船を安全に、そして長く使い続けるためには、日々の細やかな手入れが欠かせません。
今回は通船や大型船の係留作業の現場で活躍しているブルーライトの補修作業の様子をお届けします。

FRP(繊維強化プラスチック)について
ポートサービスで活躍している船は、FRPという素材で作られているものがほとんどです。FRPとは、Fiberglass Reinforced Plasticの略で、ガラス繊維を強化材とし、樹脂を基材とした複合材料です。軽量で高い強度を持ち、鉄のように錆びたり、木材のように腐ることがありません。この特性から船舶、自動車、建築など多くの分野で利用されています。身近なものでいうと、お風呂の浴槽や車のバンパーなどにも用いられています。
今回使用した材料
今回はFRP製のブルーライトに開いた穴や傷に、樹脂やタルクを混合した補修材を塗り重ねて補修していきます。
1. タルク(粉末)
タルクは、滑らかな仕上がりを提供し、樹脂の粘度を調整するために使用されます。補修時に樹脂と混ぜることで、強度を向上させる効果があります。
2. 硬化剤
硬化剤は、樹脂を化学反応によって硬化させるための材料です。ポリウレタンやエポキシ樹脂用のものが一般的です。

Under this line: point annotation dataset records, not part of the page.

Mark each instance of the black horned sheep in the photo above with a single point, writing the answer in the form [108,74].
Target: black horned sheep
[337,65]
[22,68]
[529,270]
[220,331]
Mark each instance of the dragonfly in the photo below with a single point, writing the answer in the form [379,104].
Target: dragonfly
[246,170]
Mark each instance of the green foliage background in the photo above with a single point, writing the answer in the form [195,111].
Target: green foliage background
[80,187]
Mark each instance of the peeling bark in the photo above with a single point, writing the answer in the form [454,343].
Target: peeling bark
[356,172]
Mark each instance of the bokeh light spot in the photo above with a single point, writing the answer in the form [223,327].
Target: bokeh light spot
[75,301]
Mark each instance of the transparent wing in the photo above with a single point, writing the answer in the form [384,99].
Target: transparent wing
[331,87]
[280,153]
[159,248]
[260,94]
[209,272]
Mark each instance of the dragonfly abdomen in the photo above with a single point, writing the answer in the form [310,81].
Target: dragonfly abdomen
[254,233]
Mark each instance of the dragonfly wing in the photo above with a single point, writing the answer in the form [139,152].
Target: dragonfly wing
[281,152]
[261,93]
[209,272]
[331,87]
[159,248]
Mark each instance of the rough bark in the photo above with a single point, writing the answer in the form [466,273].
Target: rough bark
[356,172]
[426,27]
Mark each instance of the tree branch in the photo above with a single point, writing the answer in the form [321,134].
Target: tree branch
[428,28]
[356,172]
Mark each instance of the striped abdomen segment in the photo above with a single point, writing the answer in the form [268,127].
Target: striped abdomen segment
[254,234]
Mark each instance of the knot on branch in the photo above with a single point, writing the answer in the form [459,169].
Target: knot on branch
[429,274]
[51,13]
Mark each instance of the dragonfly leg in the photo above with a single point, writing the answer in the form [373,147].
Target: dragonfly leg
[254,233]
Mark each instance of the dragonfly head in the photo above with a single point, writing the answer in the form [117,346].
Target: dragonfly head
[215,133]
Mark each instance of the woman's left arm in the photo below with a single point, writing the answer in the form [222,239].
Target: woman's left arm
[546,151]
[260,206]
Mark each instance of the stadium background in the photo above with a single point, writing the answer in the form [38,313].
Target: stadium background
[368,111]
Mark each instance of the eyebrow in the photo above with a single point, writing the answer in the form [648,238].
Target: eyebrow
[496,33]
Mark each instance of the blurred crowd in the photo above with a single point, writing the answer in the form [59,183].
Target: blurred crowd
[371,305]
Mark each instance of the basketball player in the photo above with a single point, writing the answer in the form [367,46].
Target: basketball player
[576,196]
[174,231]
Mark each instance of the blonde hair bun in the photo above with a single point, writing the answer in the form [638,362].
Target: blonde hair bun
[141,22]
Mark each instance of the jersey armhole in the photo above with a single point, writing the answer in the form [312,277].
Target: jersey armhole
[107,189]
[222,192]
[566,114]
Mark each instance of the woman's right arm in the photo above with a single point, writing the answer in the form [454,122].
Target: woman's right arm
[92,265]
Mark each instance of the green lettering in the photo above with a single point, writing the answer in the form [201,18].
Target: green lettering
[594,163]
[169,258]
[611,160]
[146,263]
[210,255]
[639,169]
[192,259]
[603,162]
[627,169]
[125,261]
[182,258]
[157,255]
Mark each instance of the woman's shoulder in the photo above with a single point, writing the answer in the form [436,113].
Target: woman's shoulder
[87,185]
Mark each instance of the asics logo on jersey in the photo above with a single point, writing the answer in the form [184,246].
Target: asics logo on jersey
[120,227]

※ 使用方法によっては発火の恐れがあります。各材料の使用方法については、製品の仕様を確認し、適切な安全対策(手袋、換気など)を講じて作業を行うことが重要です。
3. 樹脂
FRPの補修に使用される樹脂は、エポキシ樹脂やポリエステル樹脂が一般的で、高い強度を持つことが特徴です。
補修手順
混合した樹脂を補修箇所に塗布し、適切な時間を置いて硬化させます。固まったら、表面をサンディングして平滑にし、必要に応じて塗装を行います。
主な修理箇所は、船首の穴が開いた場所です。ここは、防舷材のタイヤが取り付けられており、タイヤを繋ぐチェーンが船体と擦れるため、ダメージを受けやすい部分です。

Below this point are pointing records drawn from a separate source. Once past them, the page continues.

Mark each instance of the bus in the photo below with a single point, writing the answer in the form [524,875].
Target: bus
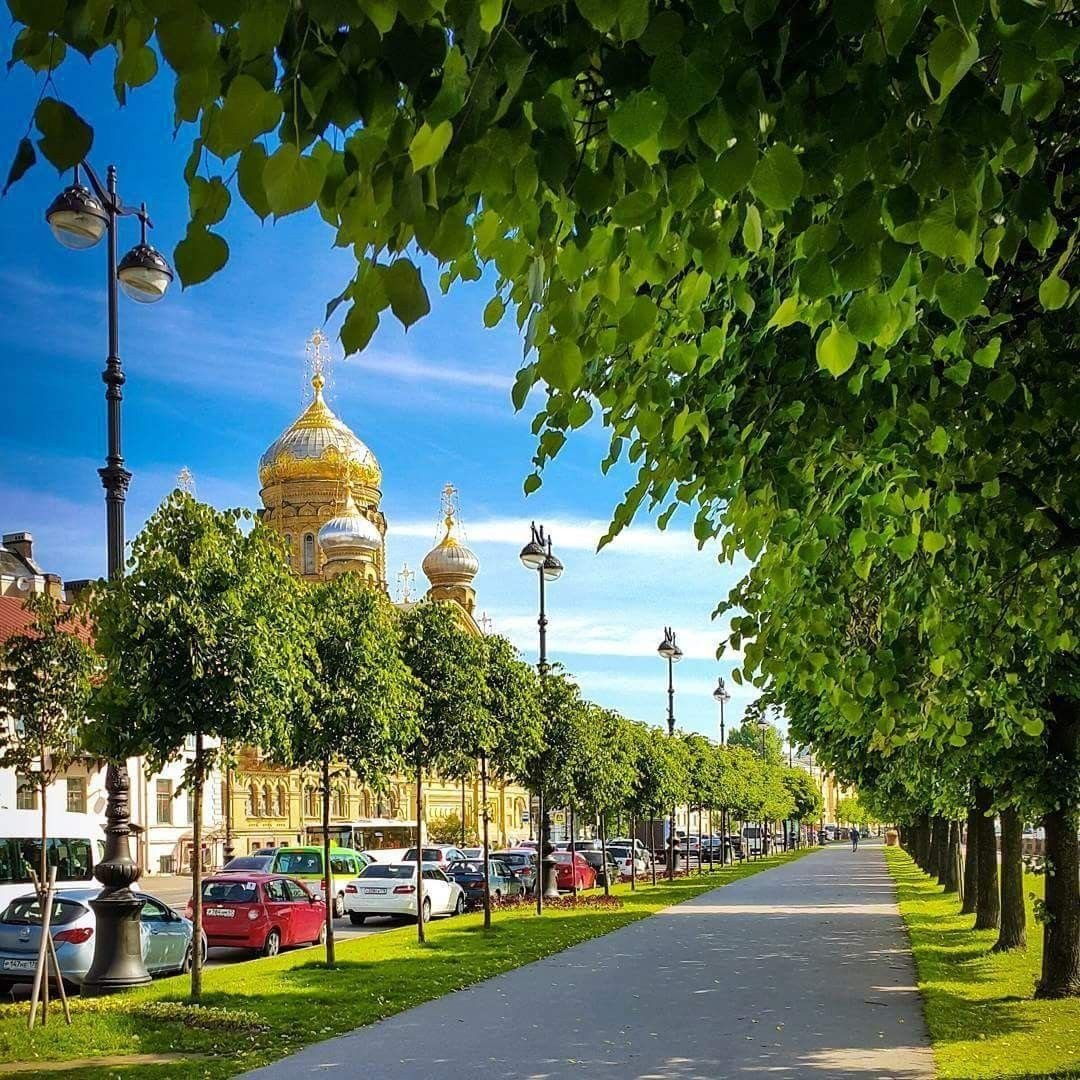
[73,846]
[369,834]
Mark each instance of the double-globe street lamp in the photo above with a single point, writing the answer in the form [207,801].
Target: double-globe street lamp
[670,651]
[721,697]
[538,556]
[80,217]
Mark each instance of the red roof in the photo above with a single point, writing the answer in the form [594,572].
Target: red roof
[14,619]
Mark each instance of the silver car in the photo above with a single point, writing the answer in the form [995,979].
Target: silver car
[166,936]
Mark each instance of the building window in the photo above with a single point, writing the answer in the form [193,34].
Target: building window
[77,794]
[26,794]
[164,791]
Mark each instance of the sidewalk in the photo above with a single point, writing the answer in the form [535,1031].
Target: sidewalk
[799,972]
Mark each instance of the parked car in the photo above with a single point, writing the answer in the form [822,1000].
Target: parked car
[470,876]
[390,889]
[522,864]
[165,936]
[572,873]
[306,864]
[247,864]
[265,913]
[441,854]
[611,873]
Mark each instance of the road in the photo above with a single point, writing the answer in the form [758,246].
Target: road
[802,972]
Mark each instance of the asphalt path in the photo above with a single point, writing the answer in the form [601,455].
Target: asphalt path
[802,972]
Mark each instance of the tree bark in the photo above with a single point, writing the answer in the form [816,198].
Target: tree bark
[1012,933]
[988,898]
[971,864]
[327,877]
[197,873]
[1061,942]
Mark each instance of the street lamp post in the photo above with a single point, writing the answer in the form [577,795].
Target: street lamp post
[79,217]
[721,697]
[537,555]
[670,651]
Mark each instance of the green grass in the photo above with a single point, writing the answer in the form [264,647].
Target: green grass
[983,1020]
[293,999]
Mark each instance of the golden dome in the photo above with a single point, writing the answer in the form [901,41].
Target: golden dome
[319,446]
[449,563]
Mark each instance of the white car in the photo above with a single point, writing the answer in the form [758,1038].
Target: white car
[390,889]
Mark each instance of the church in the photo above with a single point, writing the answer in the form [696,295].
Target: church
[321,489]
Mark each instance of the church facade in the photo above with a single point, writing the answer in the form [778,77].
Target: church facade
[321,488]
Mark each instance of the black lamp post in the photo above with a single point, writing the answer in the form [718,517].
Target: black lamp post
[670,651]
[79,217]
[537,555]
[721,697]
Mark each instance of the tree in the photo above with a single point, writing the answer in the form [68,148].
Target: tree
[448,665]
[360,713]
[204,638]
[44,690]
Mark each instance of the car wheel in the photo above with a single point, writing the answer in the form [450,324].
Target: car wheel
[272,945]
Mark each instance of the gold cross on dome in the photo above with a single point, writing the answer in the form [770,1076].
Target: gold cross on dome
[405,577]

▲一番ダメージが大きい船首の穴を埋める本格的な補修作業はドックで上架した上で、タイヤを外して行われます。今回のように、軽度の修理は船員自ら行います。日常的にメンテナンスを行うことで、船の寿命を延ばし、安全な運航を実現します。
▲「作業を重ねるごとに愛着が湧く」と話してくれた船長
▲本船との接触で擦れてしまった箇所も補修していくおわりに
FRPは「軽くて強く、そして修理がしやすい」素材です。
今回のように小さな傷や凹みも、船員自ら日常の中で補修を行うことで、船を長く、安全に使い続けることができます。
これからも、日々の点検と手入れを重ねながら、安全運航を続けてまいります。今回も最後まで読んでくださり、ありがとうございました。